Sculptures in honour of industrial heritage

Zeal Steel owner Lawrie Forbes (holding his 1980 Hillside Engineering Workshops apprenticeship...
Zeal Steel owner Lawrie Forbes (holding his 1980 Hillside Engineering Workshops apprenticeship book) and Dunedin City Council urban designer Peter Christos with one of the stainless steel rope ball sculptures in South Dunedin yesterday. Photo by Craig Baxter.
The industrial heritage of South Dunedin was celebrated yesterday with the installation of two stainless steel rope ball sculptures in King Edward St as part of a beautification project.

The rope balls were commissioned last year as part of the South Dunedin retail centre revitalisation plan, Dunedin City Council urban designer Peter Christos said.

The sculptures were designed by Otago Polytechnic design studies student Jess Dobson and inspired by the Donaghys Industries Ltd rope factory alongside Bathgate Park.

''The students were researching the industrial heritage of South Dunedin, as part of their studies,'' Mr Christos said.

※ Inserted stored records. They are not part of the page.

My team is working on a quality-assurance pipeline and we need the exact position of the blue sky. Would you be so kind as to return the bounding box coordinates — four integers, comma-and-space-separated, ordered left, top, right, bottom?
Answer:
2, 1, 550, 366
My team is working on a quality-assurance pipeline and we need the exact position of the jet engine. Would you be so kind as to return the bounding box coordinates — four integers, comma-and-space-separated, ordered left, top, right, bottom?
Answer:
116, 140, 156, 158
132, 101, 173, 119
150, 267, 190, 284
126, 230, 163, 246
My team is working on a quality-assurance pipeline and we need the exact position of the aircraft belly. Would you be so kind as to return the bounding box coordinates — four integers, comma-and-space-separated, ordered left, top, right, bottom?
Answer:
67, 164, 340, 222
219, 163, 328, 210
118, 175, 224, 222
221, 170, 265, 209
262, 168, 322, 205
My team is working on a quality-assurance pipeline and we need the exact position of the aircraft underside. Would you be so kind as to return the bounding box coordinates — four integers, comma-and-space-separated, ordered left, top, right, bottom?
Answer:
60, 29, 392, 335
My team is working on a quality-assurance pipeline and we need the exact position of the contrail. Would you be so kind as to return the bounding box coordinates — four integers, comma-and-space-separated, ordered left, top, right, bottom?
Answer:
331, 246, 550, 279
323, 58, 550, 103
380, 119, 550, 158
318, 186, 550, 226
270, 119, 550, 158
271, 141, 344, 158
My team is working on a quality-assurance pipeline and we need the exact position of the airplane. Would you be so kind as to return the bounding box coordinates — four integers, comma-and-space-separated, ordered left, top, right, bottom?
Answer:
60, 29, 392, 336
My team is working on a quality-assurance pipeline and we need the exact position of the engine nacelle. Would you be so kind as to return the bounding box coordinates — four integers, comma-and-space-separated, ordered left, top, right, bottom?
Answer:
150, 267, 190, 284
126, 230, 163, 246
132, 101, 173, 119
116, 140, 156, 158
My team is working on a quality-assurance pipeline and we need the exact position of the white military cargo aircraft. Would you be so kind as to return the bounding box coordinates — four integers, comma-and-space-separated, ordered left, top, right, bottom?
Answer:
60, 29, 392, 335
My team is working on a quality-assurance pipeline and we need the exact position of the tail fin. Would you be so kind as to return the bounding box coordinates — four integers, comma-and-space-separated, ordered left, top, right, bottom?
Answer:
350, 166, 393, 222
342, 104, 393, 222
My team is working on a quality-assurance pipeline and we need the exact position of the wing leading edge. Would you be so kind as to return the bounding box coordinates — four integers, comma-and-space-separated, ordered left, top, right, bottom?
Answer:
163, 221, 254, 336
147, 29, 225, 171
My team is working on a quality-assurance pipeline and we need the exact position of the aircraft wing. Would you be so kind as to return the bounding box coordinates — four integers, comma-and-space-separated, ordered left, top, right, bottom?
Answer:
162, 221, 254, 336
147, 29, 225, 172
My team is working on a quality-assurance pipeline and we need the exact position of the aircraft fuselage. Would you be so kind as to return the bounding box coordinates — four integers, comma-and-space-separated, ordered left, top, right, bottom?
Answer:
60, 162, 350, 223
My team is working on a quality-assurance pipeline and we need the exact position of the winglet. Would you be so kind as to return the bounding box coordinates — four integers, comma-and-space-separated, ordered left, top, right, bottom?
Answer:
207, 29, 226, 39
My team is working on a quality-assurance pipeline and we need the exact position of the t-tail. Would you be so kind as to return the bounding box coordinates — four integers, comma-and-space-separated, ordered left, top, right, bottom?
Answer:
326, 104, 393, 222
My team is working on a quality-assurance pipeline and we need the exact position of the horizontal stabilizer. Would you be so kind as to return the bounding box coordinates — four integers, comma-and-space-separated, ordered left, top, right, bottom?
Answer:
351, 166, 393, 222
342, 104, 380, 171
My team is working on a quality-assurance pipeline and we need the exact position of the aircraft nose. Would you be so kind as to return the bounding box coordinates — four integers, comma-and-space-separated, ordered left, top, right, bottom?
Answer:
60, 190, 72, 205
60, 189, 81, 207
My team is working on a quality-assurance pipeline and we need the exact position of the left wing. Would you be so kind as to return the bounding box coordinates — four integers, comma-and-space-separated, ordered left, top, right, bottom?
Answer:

''Their ideas were then made up into cardboard models and presented to the community and this was one of the community's favourite designs.''

The 253kg sculptures were lifted by crane into position on either side of the King Edward St retail area pedestrian crossing between 9am and 11am yesterday. The galvanised stainless steel sculptures cost $7900 each and took more than 120 hours each to make, fabricator Lawrie Forbes, of Zeal Steel, said.

''They reflect all the heavy industry that used to be here. It's schedule 40 pipe, with a 40mm thick wall. It's a very heavy-walled pipe. They'll certainly outlive us,'' he said.

''The stainless steel will ... patina and get textured as people touch it. It's starting to already.''

Mr Forbes did his apprenticeship as a boilermaker and welder at the nearby Hillside Engineering Workshops in the 1980s.